3. Daredevil (series 1)
Best at: fighting, trying out a more serious toned superhero story
Best character: Wilson Fisk
A violent and ethically dubious show but compelling and well acted. All of the Netflix shows rely on a 1970s/1980s vibe, both for the sense of urban decay and vigilante justice. That is a very odd thing to build nostalgia for but there you go, I enjoyed Frank Miller comics in the past and crime-fighting superheros make very little sense without the Frank-Milleresque proto-fascist view of a society collapsing due to a lack of order and a need for more nitezchean supermen to impose it. The clever, clever trick of the show was to cast Vincent D’Onforio as Wilson Fisk and create a genuinely deep portrayal of a criminal mastermind. Both the Kingpin and Daredevil are people who have been brutalised in the proper sense of the word: made brutal. The show doesn’t entirely commit to the parallels or really suggest that Daredevil’s actions are inherently wrong but creates an element of doubt around them.
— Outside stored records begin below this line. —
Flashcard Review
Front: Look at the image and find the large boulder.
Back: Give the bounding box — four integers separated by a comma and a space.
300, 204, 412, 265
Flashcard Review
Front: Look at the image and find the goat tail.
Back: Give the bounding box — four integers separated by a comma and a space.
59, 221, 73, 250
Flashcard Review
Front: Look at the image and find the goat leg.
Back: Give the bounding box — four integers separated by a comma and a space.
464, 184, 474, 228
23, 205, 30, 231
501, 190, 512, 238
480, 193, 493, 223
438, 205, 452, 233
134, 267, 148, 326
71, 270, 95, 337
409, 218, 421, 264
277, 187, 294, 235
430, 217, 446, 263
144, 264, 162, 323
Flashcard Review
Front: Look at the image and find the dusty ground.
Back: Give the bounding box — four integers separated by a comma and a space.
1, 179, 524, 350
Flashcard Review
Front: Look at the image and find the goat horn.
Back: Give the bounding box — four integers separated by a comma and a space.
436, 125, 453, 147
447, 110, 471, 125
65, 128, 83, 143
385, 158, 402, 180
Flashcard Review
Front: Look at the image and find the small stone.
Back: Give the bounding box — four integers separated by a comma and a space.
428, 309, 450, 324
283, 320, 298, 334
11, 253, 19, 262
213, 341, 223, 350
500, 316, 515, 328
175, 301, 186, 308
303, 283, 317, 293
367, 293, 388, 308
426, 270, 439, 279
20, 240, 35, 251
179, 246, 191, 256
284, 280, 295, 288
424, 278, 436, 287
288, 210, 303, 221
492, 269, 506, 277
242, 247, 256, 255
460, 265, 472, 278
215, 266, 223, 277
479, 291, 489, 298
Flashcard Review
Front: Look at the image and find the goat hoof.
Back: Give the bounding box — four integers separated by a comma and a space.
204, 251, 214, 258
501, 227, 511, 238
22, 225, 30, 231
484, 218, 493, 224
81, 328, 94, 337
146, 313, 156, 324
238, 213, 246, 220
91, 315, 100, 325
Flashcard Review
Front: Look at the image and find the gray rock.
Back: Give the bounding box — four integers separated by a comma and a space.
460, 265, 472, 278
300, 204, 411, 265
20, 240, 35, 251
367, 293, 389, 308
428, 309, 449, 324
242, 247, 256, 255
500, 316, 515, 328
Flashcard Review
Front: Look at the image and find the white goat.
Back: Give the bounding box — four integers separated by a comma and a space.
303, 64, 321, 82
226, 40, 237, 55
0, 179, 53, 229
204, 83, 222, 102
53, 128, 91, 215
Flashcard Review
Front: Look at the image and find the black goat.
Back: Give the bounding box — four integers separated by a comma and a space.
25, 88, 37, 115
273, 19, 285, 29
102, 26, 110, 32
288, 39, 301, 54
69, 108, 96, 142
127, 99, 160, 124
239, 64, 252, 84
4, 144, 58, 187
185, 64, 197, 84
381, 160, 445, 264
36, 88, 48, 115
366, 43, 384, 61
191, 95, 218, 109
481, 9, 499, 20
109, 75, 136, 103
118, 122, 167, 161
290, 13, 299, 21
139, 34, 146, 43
2. Agent Carter (series 2)
Best at: setting, costumes, fun
Best character: Whitney Frost
Opinions may differ but I enjoyed the second series more than the first, mainly because it felt more confident in its own premise and trusted the audience to accept Peggy Carter as a lead character in her own right. The Los Angeles setting was an excellent idea, allowing for a post-war setting but with a more colourful world. The story line was as bonkers as it should be.
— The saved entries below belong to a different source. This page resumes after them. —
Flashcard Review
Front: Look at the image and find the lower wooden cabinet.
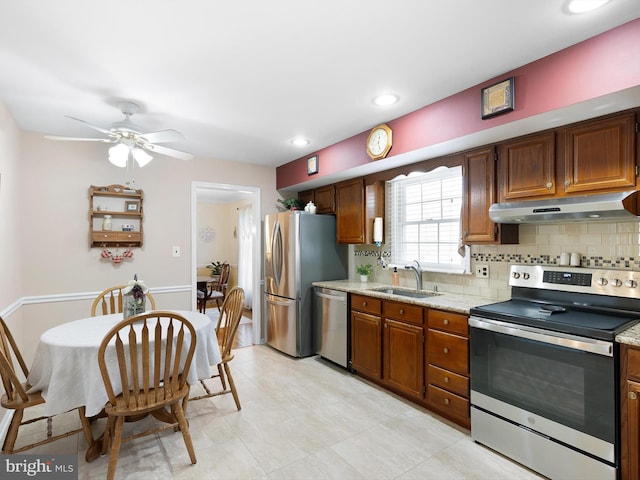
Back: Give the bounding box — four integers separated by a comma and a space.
620, 344, 640, 480
349, 294, 470, 428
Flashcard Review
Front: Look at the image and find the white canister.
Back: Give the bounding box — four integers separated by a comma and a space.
570, 253, 581, 267
102, 215, 113, 231
560, 252, 570, 266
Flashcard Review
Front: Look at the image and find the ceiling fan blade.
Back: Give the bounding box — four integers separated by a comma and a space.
66, 115, 118, 137
45, 135, 115, 143
140, 129, 185, 144
145, 144, 194, 161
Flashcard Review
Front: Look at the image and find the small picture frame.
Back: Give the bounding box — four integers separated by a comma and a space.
125, 200, 140, 212
481, 77, 514, 119
307, 155, 319, 175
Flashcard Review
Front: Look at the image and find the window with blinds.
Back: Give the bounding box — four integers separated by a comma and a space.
387, 166, 466, 273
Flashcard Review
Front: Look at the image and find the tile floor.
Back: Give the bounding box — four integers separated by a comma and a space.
16, 344, 545, 480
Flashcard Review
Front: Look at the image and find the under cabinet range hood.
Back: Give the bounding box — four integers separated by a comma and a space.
489, 190, 640, 224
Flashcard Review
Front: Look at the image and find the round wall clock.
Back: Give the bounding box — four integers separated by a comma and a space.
199, 226, 215, 242
366, 123, 393, 160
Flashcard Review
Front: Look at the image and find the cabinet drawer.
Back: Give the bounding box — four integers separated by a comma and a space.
117, 232, 141, 242
383, 301, 423, 325
428, 384, 469, 419
627, 347, 640, 380
351, 294, 381, 315
92, 232, 119, 242
428, 365, 468, 398
428, 309, 468, 336
428, 330, 468, 375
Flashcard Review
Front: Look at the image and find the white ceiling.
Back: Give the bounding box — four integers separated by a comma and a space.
1, 1, 639, 169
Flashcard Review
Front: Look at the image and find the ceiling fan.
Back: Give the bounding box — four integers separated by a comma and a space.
45, 101, 194, 167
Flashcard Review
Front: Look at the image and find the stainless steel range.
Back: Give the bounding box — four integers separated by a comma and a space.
469, 265, 640, 480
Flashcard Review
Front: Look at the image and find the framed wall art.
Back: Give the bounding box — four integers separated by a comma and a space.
125, 200, 140, 212
307, 155, 318, 175
481, 77, 514, 119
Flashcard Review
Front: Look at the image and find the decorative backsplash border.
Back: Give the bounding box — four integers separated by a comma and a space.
355, 248, 640, 271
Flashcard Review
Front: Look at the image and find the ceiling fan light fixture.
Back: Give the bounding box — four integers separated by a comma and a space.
108, 143, 129, 168
132, 147, 153, 167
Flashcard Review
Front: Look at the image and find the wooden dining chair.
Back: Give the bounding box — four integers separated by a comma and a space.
0, 316, 95, 454
197, 262, 231, 313
97, 311, 197, 480
91, 284, 156, 316
191, 286, 245, 410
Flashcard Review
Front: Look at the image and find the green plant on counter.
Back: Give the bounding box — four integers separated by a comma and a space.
356, 263, 373, 276
277, 197, 303, 210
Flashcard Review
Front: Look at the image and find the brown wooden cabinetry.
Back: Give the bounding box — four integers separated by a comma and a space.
336, 178, 384, 244
315, 185, 336, 214
461, 147, 518, 245
620, 344, 640, 480
561, 112, 637, 195
89, 185, 143, 248
499, 131, 556, 201
350, 294, 382, 379
298, 189, 314, 207
426, 309, 470, 428
382, 301, 424, 400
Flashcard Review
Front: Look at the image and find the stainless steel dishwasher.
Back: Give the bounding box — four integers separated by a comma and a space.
314, 287, 348, 368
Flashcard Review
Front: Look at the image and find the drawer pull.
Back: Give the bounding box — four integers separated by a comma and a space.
444, 376, 450, 383
443, 319, 449, 325
399, 309, 404, 315
444, 398, 450, 405
363, 301, 367, 306
630, 391, 638, 400
443, 347, 449, 354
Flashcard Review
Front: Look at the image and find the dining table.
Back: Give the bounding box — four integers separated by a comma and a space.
27, 309, 222, 419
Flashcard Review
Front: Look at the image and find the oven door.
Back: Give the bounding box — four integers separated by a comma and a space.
469, 316, 617, 464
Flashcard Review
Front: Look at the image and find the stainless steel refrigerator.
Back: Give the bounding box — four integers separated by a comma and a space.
264, 211, 347, 357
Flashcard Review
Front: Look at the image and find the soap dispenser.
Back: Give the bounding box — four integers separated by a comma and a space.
392, 267, 400, 286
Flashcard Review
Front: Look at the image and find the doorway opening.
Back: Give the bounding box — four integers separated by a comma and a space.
191, 181, 262, 345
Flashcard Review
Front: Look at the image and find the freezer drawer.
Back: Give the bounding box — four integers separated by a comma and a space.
315, 287, 348, 368
265, 294, 302, 357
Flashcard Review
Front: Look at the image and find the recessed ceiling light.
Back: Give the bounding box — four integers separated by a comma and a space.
567, 0, 611, 14
291, 137, 310, 146
373, 94, 399, 106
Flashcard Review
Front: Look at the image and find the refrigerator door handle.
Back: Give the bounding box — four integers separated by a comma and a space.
272, 220, 283, 289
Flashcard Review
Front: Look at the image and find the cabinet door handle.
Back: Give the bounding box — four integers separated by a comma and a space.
443, 347, 449, 354
546, 182, 553, 189
444, 376, 450, 383
630, 391, 638, 400
564, 179, 571, 187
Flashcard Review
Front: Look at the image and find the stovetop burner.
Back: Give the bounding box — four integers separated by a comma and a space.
470, 265, 640, 341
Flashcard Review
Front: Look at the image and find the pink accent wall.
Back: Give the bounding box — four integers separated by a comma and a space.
277, 19, 640, 190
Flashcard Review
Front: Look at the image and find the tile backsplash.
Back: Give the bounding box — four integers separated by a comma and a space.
354, 220, 640, 300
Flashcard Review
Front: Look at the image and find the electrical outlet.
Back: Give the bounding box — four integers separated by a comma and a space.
172, 246, 181, 257
475, 264, 489, 278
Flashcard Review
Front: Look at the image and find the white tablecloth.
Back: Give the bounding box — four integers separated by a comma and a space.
27, 310, 221, 417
1. Jessica Jones (series 1)
Best at: snarky humour, committing to its themes
Best character: Jessica Jones
It is dangerously easy to focus on David Tennant’s performance as the mind-controlling villain Killgrave but the heart of the show was Krysten Ritter as Jones. Easily the most compelling story line of all of the shows, there was minimal padding or red herrings. In addition, it never shied away from its wider theme of abusive and toxic relationships, and without belabouring the point picked up on that theme from multiple perspectives beyond the horror of Killgrave himself.